Intro
applications powered by Large Language Models (LLMs) require integration with external services, for example integration with Google Calendar to set up meetings or integration with PostgreSQL to get access to some data.
Function calling
Initially these kinds of integrations were implemented through function calling: we were building some special functions that can be called by an LLM through some specific tokens (LLM was generating some special tokens to call the function, following patterns we defined), parsing and execution. To make it work we were implementing authorization and API calling methods for each of the tools. Importantly, we had to manage all the instructions for these tools to be called and build internal logic of these functions including default or user-specific parameters. But the hype around “AI” required fast, sometimes brute-force solutions to keep the pace, that is where MCPs were introduced by the Anthropic company.
MCPs
MCP stands for Model Context Protocol and today it is a standard way of providing tools to the majority of the agentic pipelines. MCPs basically manage both integration functions and LLM instructions to use tools. At this point some may argue that Skills and Code execution that were also introduced by the Anthropic lately have killed MCPs, but in fact these features also tend to use MCPs for integration and instruction management (Code execution with MCP — Anthropic).

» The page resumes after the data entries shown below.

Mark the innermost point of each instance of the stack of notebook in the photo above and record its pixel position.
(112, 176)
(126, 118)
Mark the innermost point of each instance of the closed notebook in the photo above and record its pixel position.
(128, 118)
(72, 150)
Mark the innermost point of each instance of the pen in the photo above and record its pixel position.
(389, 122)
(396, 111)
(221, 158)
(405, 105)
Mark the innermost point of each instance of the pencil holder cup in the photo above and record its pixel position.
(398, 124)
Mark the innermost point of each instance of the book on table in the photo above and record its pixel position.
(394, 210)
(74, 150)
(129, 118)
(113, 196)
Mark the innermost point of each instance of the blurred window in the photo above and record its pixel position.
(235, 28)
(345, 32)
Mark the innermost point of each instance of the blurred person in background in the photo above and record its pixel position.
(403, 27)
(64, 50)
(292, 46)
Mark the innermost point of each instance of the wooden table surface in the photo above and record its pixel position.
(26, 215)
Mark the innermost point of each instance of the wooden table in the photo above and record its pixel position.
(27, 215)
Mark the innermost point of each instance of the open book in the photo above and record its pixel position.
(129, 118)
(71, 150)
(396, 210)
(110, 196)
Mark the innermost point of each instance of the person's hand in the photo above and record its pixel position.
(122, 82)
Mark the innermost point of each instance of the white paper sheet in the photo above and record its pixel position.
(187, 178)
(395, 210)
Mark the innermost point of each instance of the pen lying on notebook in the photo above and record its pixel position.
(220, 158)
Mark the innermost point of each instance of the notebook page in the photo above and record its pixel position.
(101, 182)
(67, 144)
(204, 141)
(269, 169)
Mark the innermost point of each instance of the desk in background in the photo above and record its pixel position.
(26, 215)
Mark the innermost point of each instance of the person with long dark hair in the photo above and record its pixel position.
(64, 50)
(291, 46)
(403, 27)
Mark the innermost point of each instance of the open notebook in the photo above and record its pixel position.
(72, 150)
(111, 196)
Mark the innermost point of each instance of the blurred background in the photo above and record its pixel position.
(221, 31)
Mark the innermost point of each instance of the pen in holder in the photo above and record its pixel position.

Skills and Code execution are focused on the context management problem and tools orchestration, that is a different problem from what MCPs are focused on.
MCPs provide a standard way to integrate different services (tools) with LLMs and also provide instructions LLMs use to call the tools. However, here are a couple of problems:
Current model context protocol supposes all the tool calling parameters to be exposed to the LLM, and all their values are supposed to be generated by the LLM. For example, that means the LLM has to generate user id value if function calling requires it. That is an overhead because the system, application knows user id value without the need for LLM to generate it, moreover to make LLM informed about the user id value we have to put it to the prompt (there is a “hiding arguments” approach in FastMCP from gofastmcp that is focused specifically on this problem, but I haven’t seen it in the original MCP implementation from Anthropic).
No out-of-the-box control over instructions. MCPs provide description for each tool and description for each argument of a tool so these values are just used blindly in the agentic pipelines as an LLM API calling parameters. And the description are provided by the each separate MCP server developer.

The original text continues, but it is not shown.